= Wire shelving =

Wire Shelving is commonly used in industrial and commercial platforms, and more recently in residential use. It is also known as wire decking or ventilated shelving.

==Features==
Wire decking consists of wire mesh supported by metal supports and is intended to be load-bearing. The mesh is usually welded to the supports, but may be attached in other ways as well. In commercial and industrial applications, the wire mesh usually has a minimum wire gauge of 0.105 inches when round wire is used. The most common shelf size is 42 inches deep by 46 inches wide, while two such shelves placed side-by-side can usually be combined to allow for a single shelf of 8 feet wide. The weight capacity of a 42x46 shelf ranges from 2,000 to 3,500 pounds, while the decking itself weighs from 24 to 30 pounds. The finish on the steel may either be painted or sprayed on, or be electroplated with zinc. Electroplating is more common with Chinese manufacturers while painting or spraying is more common with American manufacturers.

Wire shelving is used in a broad range of commercial and home applications. It is often used in restaurant, food service and retail store applications due to its ability to stay clean and resist rust and mold. It is also used by retailers, in industrial applications and in home kitchens as well. Wire shelving is excellent in areas where fire prevention is stressed because its open design allows sprinkler systems to function where solid shelving might block water flow.

Chrome-plated steel is much cheaper and much less rust resistant to scratches. Typical colors are chrome, white and black.

== Manufacturing ==
Wire shelving for industrial use consists of steel wire, used for the decking, and steel sheets, used for the supports. The wire makes up about 60% of the weight and the sheet steel about 40%.

Coiled steel wire is cut to the correct lengths required using straight-cut machines. Then, these individual wires are fed through a welding machine that joins them, using electric-resistance welding at each junction. The creates a continuous wire mesh, which is then cut to the lengths required.

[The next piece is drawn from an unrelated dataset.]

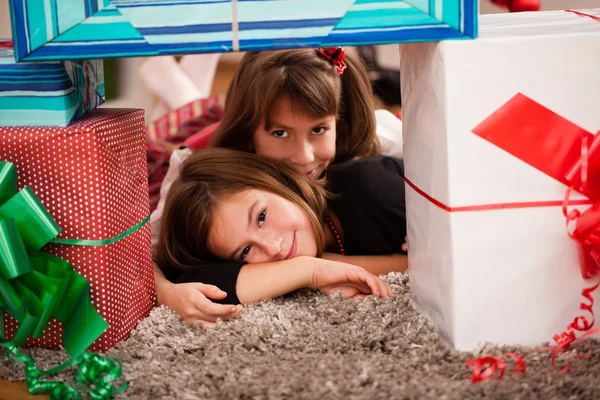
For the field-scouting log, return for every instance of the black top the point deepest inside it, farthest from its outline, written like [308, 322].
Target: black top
[370, 206]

Manufacturers receive sheets of steel pre-cut for the widths required. The sheets are fed through a roll-forming or stamping machine to create a "U" or "V" shape. The roll-forming machine also cuts the supports to the length required. The "U" shape is significantly stronger and superior to the "V" shape.

After welding, the decking is coated with either baked-on enamel or baked-on powder coating. This requires a cleaning process, heat drying, cooling, paint dip, and then final curing. The decking can instead be electroplated with zinc.

Most manufacturers use the same equipment to produce other products. These include concrete reinforcement, mining, containers and other items made from steel mesh

== Market ==
In 2008, eleven firms in the United States produced comprised 99% of that country's industry. Most US manufacturers sell wire decking nationwide. Manufacturers usually sell to distributors rather than directly to customers, with big-box retail being a large buyer. Walmart was the number one purchaser for several years during the 2000s. Both US and Chinese firms had high levels of excess capacity around 2010, allowing them to quickly respond to potential increases in demand. Manufacturers reported that the product had changed very little in the previous decade.

There is no predictable business cycle in the wire decking industry. Demand closely tracks industrial output and real estate construction, but with a 6 to 9-month delay. As a result, the wire decking industry didn't feel the effects of the Great Recession until well into 2009.

The industry has developed a quality certification called "R-Mark."

Many manufacturers, especially those importing from Asia do not adhere to the R-Mark standards. This allows them to sell lighter products with arbitrary capacity ratings which can pose a great safety risk.

In the 2000s, US producers accused China of subsidizing wire decking and unfair trade practices. A US Trade Commission investigation rejected these allegations.

==Incompatible standards and labeling==
However, not all pole diameters and shelf widths in use are the same. The various plastic connectors are not interchangeable among manufacturers. Many use proprietary designs that do not fit with the systems of other makers. This variance tends to make it difficult to mix and match various brands of shelving.